En este contexto, el mercado empieza a privilegiar competencias difícilmente automatizables: la adaptabilidad y el aprendizaje continuo (31%), junto con el pensamiento crítico (26%), emergen como habilidades centrales para sostener la empleabilidad.

Pese a este enfoque estratégico, persiste una brecha entre los planes y la capacidad de ejecución. El 59% de los ejecutivos considera que su organización está apenas “medianamente preparada” para enfrentar los desafíos que se anticipan para las áreas de Recursos Humanos en 2026, y casi el 20% reconoce estar “poco preparada”.

El mensaje es claro: más allá de la adopción tecnológica, el desempeño del próximo año dependerá de la velocidad con la que las empresas logren fortalecer capacidades internas, avanzar en capacitación en nuevas habilidades y ajustar estructuras y formas de trabajo para sostener la transformación en curso.

Ficha técnica

La encuesta Sectoriales GDP se realizó entre el 12 de diciembre de 2025 y el 12 de enero de 2026, en modalidad en línea, y recogió 103 respuestas válidas de ejecutivos peruanos, mayoritariamente entre 55 y 64 años. La muestra estuvo principalmente concentrada en Lima, aunque también incluyó profesionales de otras ciudades como Arequipa, Callao, Trujillo, Cusco y Piura.

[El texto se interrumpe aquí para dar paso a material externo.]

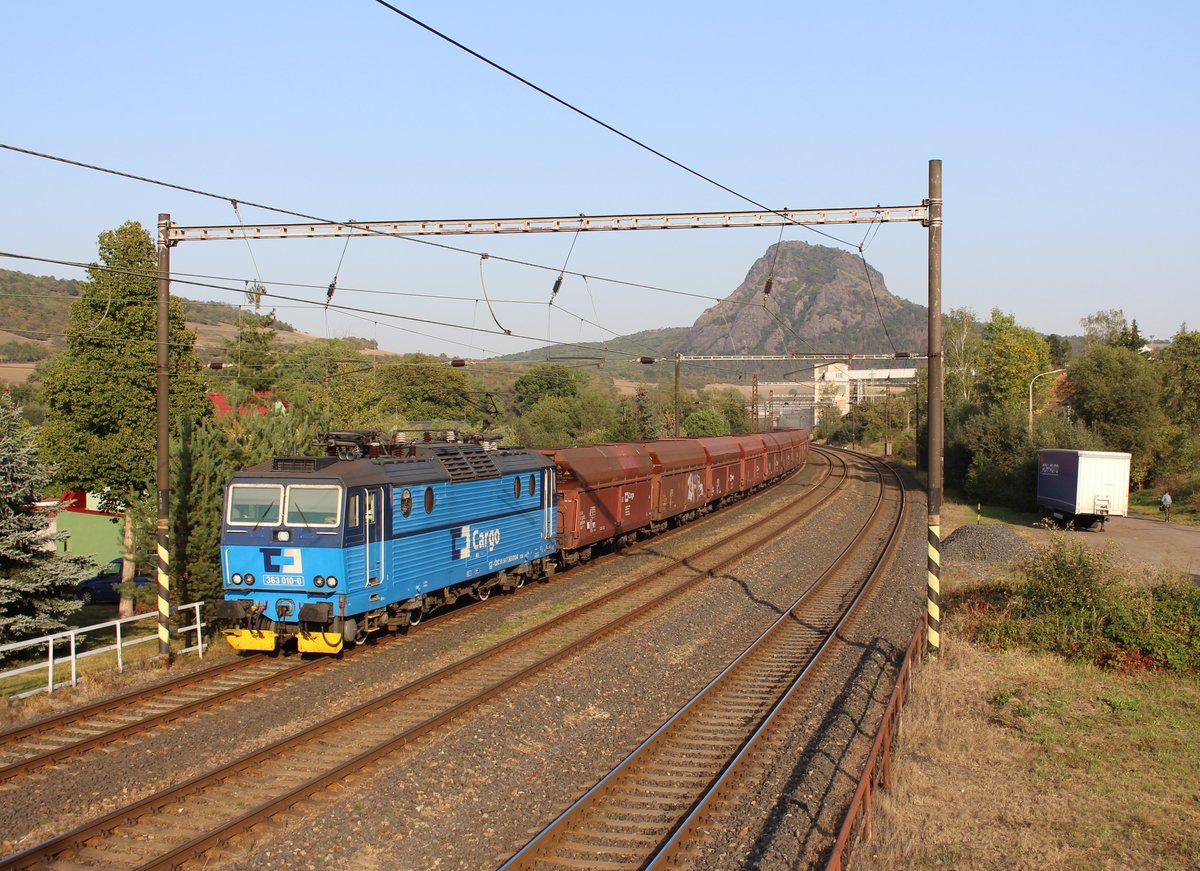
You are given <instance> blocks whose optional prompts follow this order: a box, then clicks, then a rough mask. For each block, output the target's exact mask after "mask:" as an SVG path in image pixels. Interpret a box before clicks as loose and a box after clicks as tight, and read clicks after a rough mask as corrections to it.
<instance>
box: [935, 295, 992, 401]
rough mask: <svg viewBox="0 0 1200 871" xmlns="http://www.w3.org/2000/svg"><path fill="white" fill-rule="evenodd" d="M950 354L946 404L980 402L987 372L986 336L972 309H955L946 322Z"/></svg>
mask: <svg viewBox="0 0 1200 871" xmlns="http://www.w3.org/2000/svg"><path fill="white" fill-rule="evenodd" d="M942 348H943V350H944V353H946V401H947V402H948V403H950V404H959V403H964V402H973V401H974V400H976V394H977V388H978V383H979V376H980V373H982V372H983V348H984V344H983V335H982V331H980V326H979V322H978V319H977V318H976V314H974V312H973V311H971V310H970V308H952V310H950V311H949V313H948V314H947V316H946V317H944V318H943V319H942Z"/></svg>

La mayoría de los encuestados ocupa posiciones de alta responsabilidad, principalmente en dirección general y en áreas de Finanzas y Administración, seguidas por funciones comerciales, de gestión de personas, tecnología y operaciones.

Los participantes pertenecen a empresas de distinto tamaño, con predominio de grandes organizaciones (más de 250 colaboradores), y operan en diversos sectores económicos, entre los que destacan manufactura e industria, servicios profesionales y consultoría, servicios financieros, tecnología, educación y sector público.